The droplet. It’s not a unit of measure many of us think much about, but for farmers who have to spray acres of fields with costly crop treatments, the droplet is essential. That’s why WinField United scientists use the most advanced equipment available to study how it behaves. And that’s where the nearly 20-feet-high wind tunnel comes in.
In reality, the tunnel is more like a giant loop, straight on top and bottom, and generates speeds up to 20 mph. When the wind tunnel kicks into action, a laser shoots across the bottom section to measure spray droplets as winds hit the set speed. Simultaneously, a robotic arm moves to spray the precise droplet the team is working on. This detailed work all happens under tightly controlled conditions. While the weather outside is typically harsh in the winter, inside the tunnel, it’s 75 degrees and humid -- a constant that allows for optimal measurement.

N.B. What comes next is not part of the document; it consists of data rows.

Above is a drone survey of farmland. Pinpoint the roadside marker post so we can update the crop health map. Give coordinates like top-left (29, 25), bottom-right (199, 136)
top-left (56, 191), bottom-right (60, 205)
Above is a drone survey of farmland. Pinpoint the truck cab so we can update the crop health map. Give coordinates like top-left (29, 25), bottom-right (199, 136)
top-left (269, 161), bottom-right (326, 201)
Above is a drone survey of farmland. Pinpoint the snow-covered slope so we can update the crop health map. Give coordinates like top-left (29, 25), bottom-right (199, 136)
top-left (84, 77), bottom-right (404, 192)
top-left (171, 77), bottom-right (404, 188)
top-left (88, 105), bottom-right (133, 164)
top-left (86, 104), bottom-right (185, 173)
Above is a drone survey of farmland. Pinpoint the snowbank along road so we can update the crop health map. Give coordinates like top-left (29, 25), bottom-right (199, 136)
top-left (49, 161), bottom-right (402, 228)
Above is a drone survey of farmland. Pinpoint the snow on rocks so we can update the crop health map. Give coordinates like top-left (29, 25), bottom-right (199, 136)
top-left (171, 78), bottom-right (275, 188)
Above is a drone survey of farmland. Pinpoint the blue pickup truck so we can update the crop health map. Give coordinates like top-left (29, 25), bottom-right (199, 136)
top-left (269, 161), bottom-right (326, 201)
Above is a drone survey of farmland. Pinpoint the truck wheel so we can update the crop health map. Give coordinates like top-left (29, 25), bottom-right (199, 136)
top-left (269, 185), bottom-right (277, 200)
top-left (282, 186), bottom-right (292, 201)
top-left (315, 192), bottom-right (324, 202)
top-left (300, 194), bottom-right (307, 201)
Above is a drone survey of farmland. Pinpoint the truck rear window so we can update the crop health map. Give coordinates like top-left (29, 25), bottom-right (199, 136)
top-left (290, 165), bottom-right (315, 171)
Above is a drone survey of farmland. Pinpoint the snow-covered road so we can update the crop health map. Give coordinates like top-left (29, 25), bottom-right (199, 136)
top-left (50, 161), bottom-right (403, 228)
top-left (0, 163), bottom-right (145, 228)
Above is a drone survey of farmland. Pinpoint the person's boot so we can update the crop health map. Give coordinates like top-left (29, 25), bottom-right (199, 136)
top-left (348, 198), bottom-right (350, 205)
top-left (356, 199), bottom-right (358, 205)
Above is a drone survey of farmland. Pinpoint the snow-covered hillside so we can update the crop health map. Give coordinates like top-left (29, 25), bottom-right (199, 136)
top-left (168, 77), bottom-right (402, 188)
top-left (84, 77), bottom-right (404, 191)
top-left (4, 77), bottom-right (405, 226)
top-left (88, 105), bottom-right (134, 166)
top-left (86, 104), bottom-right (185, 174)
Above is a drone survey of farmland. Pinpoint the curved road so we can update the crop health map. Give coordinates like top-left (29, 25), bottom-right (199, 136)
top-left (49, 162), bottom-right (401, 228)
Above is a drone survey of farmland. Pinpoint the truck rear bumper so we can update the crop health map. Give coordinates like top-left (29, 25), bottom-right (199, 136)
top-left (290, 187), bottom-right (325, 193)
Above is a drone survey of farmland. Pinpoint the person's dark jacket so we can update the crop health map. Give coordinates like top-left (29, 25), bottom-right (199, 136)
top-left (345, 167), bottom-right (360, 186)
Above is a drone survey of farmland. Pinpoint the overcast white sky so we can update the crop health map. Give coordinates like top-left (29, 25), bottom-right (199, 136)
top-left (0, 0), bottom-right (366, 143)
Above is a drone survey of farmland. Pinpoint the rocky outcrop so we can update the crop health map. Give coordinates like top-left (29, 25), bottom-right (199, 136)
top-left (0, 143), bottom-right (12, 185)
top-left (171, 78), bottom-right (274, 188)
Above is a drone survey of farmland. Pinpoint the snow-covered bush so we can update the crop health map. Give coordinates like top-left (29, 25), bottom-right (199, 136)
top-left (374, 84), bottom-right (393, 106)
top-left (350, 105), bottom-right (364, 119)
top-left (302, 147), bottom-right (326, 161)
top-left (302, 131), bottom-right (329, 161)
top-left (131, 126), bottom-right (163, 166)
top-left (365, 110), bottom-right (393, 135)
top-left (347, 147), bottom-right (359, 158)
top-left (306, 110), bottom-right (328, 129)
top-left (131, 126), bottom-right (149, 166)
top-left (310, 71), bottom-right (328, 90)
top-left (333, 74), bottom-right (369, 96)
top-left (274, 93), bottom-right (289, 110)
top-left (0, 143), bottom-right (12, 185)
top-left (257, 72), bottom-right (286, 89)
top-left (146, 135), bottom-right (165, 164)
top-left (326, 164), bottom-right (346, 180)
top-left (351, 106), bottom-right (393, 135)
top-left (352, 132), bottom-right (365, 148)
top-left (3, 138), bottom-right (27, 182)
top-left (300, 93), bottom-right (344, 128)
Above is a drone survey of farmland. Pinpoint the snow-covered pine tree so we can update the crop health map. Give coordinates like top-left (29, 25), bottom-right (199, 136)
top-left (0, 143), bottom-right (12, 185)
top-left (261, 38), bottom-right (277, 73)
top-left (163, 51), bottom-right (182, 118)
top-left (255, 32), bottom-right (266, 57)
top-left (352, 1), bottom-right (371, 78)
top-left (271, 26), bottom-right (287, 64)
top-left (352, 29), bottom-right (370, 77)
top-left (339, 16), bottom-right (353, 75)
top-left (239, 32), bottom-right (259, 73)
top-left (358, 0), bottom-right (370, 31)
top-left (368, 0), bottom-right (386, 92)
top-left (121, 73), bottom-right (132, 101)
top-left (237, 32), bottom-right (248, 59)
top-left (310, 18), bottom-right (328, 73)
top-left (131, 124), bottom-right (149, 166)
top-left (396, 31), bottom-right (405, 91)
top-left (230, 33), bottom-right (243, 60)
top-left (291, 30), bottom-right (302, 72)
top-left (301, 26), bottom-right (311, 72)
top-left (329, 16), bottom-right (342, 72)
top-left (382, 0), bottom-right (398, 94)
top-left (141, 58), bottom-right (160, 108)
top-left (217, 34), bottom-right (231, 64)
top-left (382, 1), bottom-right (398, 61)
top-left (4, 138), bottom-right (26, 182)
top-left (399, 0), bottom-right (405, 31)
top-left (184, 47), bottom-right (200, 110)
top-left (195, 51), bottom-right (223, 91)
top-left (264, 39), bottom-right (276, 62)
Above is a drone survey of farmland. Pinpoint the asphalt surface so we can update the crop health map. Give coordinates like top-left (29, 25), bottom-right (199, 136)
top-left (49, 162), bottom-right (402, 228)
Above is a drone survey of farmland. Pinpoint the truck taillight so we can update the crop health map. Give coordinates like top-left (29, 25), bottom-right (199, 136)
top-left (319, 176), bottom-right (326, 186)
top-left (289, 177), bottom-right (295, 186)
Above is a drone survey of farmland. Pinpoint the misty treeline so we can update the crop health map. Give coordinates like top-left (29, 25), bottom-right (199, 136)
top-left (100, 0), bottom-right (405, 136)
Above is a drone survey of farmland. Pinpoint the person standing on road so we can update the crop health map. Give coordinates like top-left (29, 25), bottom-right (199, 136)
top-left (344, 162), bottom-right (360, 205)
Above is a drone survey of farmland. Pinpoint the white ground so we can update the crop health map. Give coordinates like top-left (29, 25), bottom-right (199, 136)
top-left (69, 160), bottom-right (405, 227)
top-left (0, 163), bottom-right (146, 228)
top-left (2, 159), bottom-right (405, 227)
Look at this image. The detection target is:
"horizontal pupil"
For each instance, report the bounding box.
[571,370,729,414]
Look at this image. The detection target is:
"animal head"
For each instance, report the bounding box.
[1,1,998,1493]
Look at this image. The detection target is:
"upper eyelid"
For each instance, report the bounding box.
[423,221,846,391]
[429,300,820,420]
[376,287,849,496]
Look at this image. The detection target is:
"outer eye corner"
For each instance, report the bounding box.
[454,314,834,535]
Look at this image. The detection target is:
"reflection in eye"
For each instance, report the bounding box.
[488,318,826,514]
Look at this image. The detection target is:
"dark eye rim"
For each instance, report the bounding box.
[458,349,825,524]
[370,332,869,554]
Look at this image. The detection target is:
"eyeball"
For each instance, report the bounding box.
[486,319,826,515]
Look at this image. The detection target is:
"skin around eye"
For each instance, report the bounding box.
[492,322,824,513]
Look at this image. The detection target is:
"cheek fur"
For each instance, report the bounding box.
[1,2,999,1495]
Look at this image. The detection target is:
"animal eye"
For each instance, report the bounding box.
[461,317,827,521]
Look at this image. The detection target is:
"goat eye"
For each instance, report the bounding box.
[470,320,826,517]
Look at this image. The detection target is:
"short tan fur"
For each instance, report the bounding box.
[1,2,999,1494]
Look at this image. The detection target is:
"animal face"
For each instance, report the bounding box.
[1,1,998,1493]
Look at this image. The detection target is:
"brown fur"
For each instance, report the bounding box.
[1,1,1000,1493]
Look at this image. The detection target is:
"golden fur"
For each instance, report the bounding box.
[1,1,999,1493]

So, what becomes of all that research and data? The cutting-edge products and tools WinField United’s scientists and researchers develop in the lab go on to be tested in fields – first on-site in Wisconsin, then at farms across the country. Products like InterLock®.
“Before we bring products to a farmer’s fields, we make sure they work in our fields first,” says Mike Vande Logt, Executive Vice President and Chief Operating Officer of WinField United. “All of our products are developed with farmers top-of-mind.” He adds that by having boots on the ground -- both in the lab and in the fields -- WinField United is poised to accelerate the typical one- to five-year turnaround time for developing new products, helping get cutting-edge products into the hands of our retail-owners first.
As a leader in agronomic R&D, WinField United is already developing a second wind tunnel – this one set up to more closely simulate field conditions and expand testing into aerial applications. This one will be 30 feet tall and reach speeds up to 175 mph.
“Understanding spray drift requires pushing the scientific boundaries and practices of current research,” says Bissell. “Our two wind tunnel facilities help to position WinField United as the technological leader in understanding and resolving spray drift issues for our owners.”
Thanks to rigorous, data-backed research -- and a few massive wind tunnels -- WinField United and Land O’Lakes are poised to lead when it comes to modernizing agribusiness. Our forward-looking approach will not only drive profits; it will ensure that farmers can sustainably grow more food with fewer resources. That’s science for real life.